The Associated Press reported, “An Iranian semi-official news agency says there has been another cyberattack by the sophisticated computer worm Stuxnet, this time on the industries in the country’s south. Tuesday’s report by ISNA quotes provincial civil defense chief Ali Akbar Akhavan as saying the virus targeted a power plant and some other industries in Hormozgan province in recent months.”
BBC News added, “Provincial civil defense chief Ali Akbar Akhavan said Iranian industry was constantly being targeted by ‘enemy cyber attacks’ and companies in Hormozgan province had recently been infiltrated, the semi-official Isna news agency reported. ‘The Bandar Abbas electricity supply company has come under cyber attack,’ he told a news conference. ‘But we were able to prevent its expansion owing to our timely measures and the co-operation of skilled hackers.'”

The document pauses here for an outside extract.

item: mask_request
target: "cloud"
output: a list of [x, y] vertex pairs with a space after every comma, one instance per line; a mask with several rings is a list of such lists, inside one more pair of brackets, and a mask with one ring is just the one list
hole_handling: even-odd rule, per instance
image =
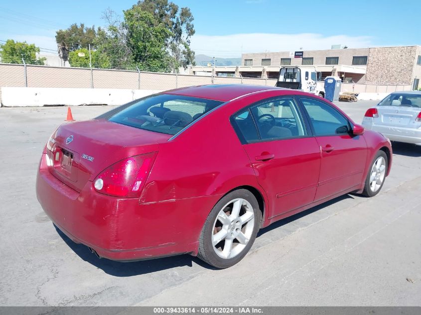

All Things D’s Arik Hesseldahl noted, “The thing is, Iranian media, all state-controlled, can’t seem to get their story quite straight on how the government has responded. First there were reports — citing local civil defense officials — that ‘skilled hackers’ helped the country repel and ultimately foil the attack. Later, local reports tracked by Agence France-Press walked back from that version of events. Whatever the response, the description of the attack describes a new ‘Stuxnet-like’ Trojan, without going into further detail about its capabilities or behavior.”

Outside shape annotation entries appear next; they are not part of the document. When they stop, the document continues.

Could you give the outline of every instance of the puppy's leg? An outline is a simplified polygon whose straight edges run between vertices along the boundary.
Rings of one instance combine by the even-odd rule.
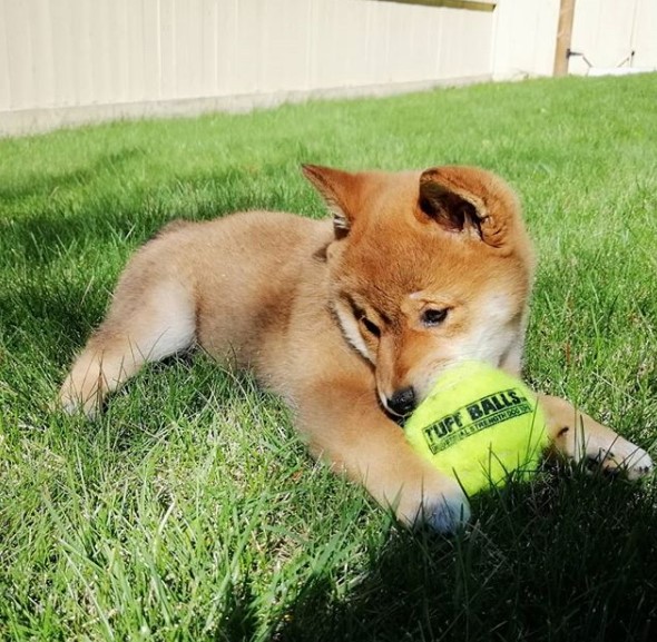
[[[128,267],[109,314],[94,333],[59,393],[70,413],[92,416],[106,395],[131,377],[145,362],[158,360],[188,347],[195,337],[195,306],[189,287]]]
[[[635,446],[611,428],[602,426],[559,397],[540,395],[548,417],[548,432],[557,451],[575,461],[595,460],[608,470],[626,471],[630,480],[653,471],[648,453]]]
[[[459,484],[409,446],[403,429],[379,408],[374,391],[359,379],[304,391],[297,411],[314,454],[362,483],[404,524],[452,532],[469,520]]]

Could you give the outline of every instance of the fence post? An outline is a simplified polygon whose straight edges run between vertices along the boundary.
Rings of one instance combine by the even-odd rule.
[[[575,0],[561,0],[559,7],[559,26],[557,27],[557,49],[555,51],[553,76],[568,73],[568,57],[572,39],[572,20],[575,18]]]

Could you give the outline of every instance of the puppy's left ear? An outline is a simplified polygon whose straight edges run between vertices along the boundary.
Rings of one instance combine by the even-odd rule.
[[[320,192],[329,211],[333,215],[335,237],[345,237],[351,229],[354,213],[357,210],[357,204],[354,201],[361,188],[359,175],[318,165],[302,165],[302,171]]]
[[[511,189],[493,174],[474,167],[435,167],[420,176],[420,218],[449,231],[470,234],[502,247],[519,205]]]

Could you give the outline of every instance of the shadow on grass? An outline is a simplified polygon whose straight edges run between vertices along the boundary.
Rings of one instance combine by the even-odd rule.
[[[275,639],[657,639],[654,492],[571,473],[474,504],[455,537],[394,533],[345,599],[305,586]]]

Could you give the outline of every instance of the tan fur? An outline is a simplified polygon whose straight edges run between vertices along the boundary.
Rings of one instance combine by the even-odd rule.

According to Rick Gladstone with The New York Times, “Accounts of the attacks in the official press did not specify who was responsible, when they were carried out or how they were thwarted. But they strongly suggested that the attacks had originated in the United States and Israel, which have been engaged in a shadowy struggle of computer sabotage with Iran in a broader dispute over whether Iran’s nuclear energy program is for peaceful or military use. Iran has been on heightened alert against such sabotage since a computer worm known as Stuxnet was used to attack its uranium enrichment centrifuges more than two years ago, which American intelligence officials believe caused many of the machines to spin out of control and self-destruct, slowing the Iranian program’s progress.”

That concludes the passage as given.